The Fortune Seller by Rachel Kapelke-Dale

Author:Rachel Kapelke-Dale
Language: eng
Format: epub
Publisher: St. Martin's Publishing Group


* * *

I DON’T KNOW WHAT I expected to happen after Cress kicked us out of her car. But I had the impression that it would cost me money: that I’d wake up one day and Annelise would be gone, and I’d be on the hook for $600 a month instead of $300. Or that Cress would find a totally separate house that she’d insist we all move into, leaving Annelise alone, leaving each of us to pay two rents.

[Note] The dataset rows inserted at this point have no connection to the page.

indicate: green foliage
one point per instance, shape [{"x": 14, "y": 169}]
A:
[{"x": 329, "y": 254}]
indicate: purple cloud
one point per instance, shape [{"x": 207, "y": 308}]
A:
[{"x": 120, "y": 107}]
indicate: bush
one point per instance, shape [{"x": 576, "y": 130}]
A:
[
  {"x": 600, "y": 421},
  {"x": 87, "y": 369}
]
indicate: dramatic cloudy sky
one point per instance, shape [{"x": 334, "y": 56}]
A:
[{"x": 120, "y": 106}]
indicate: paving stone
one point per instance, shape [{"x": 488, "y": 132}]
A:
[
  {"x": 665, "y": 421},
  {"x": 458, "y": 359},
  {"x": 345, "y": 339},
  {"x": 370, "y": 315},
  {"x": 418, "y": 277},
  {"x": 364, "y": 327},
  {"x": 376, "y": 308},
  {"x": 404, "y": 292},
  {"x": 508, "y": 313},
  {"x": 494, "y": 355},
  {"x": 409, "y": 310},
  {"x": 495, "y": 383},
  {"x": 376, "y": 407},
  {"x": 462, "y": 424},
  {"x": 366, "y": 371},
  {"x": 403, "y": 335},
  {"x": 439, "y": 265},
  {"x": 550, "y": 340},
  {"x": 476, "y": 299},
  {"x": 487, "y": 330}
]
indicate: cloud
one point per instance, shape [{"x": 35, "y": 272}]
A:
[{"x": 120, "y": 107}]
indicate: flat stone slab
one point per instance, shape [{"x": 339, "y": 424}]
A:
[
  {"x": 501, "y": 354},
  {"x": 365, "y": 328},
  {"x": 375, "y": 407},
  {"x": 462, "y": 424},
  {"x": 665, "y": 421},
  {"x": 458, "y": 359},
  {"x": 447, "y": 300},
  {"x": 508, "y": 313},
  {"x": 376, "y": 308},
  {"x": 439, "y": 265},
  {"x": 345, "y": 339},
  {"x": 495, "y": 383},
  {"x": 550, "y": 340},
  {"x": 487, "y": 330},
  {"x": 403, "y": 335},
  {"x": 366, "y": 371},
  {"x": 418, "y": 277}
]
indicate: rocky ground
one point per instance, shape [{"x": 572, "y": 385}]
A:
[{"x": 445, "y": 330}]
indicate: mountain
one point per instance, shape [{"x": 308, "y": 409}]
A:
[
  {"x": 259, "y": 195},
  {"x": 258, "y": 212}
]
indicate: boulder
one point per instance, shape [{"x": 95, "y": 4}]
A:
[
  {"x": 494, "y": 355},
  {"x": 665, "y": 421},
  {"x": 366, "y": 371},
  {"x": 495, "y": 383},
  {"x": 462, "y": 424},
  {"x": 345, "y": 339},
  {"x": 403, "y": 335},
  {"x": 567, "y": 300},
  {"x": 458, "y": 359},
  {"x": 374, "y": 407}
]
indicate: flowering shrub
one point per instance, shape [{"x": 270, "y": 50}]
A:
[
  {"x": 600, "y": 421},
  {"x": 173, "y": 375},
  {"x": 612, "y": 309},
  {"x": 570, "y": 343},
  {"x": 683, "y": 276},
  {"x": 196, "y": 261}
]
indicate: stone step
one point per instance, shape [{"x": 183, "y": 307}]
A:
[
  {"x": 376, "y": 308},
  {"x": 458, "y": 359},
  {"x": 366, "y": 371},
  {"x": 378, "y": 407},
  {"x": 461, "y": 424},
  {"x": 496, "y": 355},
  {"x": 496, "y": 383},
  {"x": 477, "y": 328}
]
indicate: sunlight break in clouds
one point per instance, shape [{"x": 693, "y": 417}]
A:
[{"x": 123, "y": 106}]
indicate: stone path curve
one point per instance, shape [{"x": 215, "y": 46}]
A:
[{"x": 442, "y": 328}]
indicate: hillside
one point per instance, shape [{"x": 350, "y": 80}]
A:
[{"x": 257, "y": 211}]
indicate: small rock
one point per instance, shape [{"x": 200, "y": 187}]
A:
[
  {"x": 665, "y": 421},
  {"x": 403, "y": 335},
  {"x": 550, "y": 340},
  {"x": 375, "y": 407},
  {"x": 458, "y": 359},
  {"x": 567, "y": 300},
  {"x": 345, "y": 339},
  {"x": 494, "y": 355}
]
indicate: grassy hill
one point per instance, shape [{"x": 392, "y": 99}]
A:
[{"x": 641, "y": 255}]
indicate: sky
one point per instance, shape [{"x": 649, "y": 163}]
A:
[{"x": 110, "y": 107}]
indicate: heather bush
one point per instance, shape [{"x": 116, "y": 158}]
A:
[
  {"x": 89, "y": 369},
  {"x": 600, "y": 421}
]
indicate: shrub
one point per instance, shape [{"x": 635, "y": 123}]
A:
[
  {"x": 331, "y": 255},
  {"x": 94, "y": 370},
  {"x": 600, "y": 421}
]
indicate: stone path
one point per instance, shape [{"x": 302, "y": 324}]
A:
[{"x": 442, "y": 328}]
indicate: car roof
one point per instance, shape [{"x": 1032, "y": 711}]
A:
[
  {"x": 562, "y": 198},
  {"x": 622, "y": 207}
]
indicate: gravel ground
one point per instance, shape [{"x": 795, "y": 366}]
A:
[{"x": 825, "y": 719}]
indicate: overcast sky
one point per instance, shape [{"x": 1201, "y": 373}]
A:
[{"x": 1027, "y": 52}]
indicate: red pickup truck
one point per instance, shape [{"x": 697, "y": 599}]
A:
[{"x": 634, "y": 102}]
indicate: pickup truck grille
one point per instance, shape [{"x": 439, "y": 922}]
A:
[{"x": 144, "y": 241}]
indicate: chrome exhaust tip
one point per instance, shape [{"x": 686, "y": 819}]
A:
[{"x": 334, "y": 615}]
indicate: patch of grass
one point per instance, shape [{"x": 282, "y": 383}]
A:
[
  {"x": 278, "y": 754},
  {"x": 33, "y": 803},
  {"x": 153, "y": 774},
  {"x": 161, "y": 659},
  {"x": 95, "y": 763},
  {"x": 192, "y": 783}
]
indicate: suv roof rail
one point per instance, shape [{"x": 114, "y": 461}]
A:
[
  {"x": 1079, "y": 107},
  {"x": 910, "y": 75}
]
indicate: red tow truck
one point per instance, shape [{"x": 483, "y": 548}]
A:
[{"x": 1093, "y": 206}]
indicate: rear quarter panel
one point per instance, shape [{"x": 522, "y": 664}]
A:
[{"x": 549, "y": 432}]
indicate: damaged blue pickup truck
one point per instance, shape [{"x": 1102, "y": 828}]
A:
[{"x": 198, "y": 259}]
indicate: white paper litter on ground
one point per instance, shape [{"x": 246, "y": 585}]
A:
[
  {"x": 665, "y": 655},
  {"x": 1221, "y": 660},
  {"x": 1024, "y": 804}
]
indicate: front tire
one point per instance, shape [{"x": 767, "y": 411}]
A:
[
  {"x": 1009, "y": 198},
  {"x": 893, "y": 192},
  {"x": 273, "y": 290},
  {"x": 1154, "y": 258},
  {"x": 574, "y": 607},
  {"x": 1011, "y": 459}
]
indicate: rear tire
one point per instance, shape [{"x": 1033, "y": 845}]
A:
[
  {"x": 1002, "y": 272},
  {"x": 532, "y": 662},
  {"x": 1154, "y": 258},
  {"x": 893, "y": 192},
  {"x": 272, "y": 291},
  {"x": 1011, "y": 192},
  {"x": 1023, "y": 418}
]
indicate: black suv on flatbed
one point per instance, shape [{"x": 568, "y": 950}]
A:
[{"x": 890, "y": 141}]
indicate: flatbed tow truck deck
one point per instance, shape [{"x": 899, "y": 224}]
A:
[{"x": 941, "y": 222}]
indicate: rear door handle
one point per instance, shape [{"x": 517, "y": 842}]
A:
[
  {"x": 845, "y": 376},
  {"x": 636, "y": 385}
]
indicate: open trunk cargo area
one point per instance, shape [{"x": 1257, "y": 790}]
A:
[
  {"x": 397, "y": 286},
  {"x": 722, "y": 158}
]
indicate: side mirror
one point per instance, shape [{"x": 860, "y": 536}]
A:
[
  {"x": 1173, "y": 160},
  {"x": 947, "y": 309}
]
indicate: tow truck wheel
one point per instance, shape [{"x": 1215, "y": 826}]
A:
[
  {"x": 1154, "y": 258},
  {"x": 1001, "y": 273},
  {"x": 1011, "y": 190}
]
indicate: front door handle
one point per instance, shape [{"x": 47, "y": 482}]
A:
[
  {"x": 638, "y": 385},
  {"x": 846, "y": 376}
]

But instead, everyone just stopped talking to Annelise.

I say just, but it was enough. It was more than enough.

Annelise, Lila, and me in the kitchen. Annelise: “Could you hand me the honey?” And Lila squeezing it into her tea then walking out, honey bear in one hand and mug in the other.

Cressida, grabbing her half chaps from the foyer, calling out to me in the den. “I’m off to lessons. Back in a bit.” Annelise, scrambling down the stairs with her duffle bag, to find the front door closing in her face.

Andra, knocking on our door. “Rosie, dinner tonight at Olea?” Annelise, studiously staring at the cards in front of her. “They only had a table for four.”

It was juvenile. It was ridiculous. But it worked. Something went out of Annelise; some confidence, some bravado. The set of her shoulders, always so square, became rounded. Her eyes, always so seeing, so perceptive, seemed to have clouded. She had fallen back into herself, and it was a lonely place.

I did the best I could: I took her out for coffees, for lunches. Went for walks with her, dragged her to the British art museum. But she was gone so frequently, still, in New York doing whatever it was she did; and I had midterms to worry about, then the buildup to finals. I still had practice myself, and so did she, taxiing out to the barn alone because Cress would no longer drive her. Fifty bucks a day.

Her clothes turned somber, grays and blacks. Jeans and turtlenecks. Ordinary. The dancing had stopped; there wasn’t even music in our room now.

Finally, I couldn’t take it anymore. One morning before the advanced lesson, as Annelise pulled on her leggings and sports bra, I slithered down the stairs to talk to Cress.

“This is ridiculous,” I said. Cress was standing in front of the kettle, waiting for it to boil for her coffee, and turned halfway toward me with an arched brow raised high. “You can’t keep freezing her out like this. There’s all of second semester left, and Cress, I swear to fuck, she didn’t do it.”

Cress turned back to the stove, blond hair swishing.

“Then who did?” she said.

I went up next to her. I was scared, but I did. The heat from the kettle rose up, blotching my face hot. “It was Lila,” I said softly. “It really was.”

Cress snorted. “Because you saw her coming out of my room?”

“Because I saw her with a check made out to cash, with your name on it. I didn’t want to say in the car, but it was a check, Cress, it was.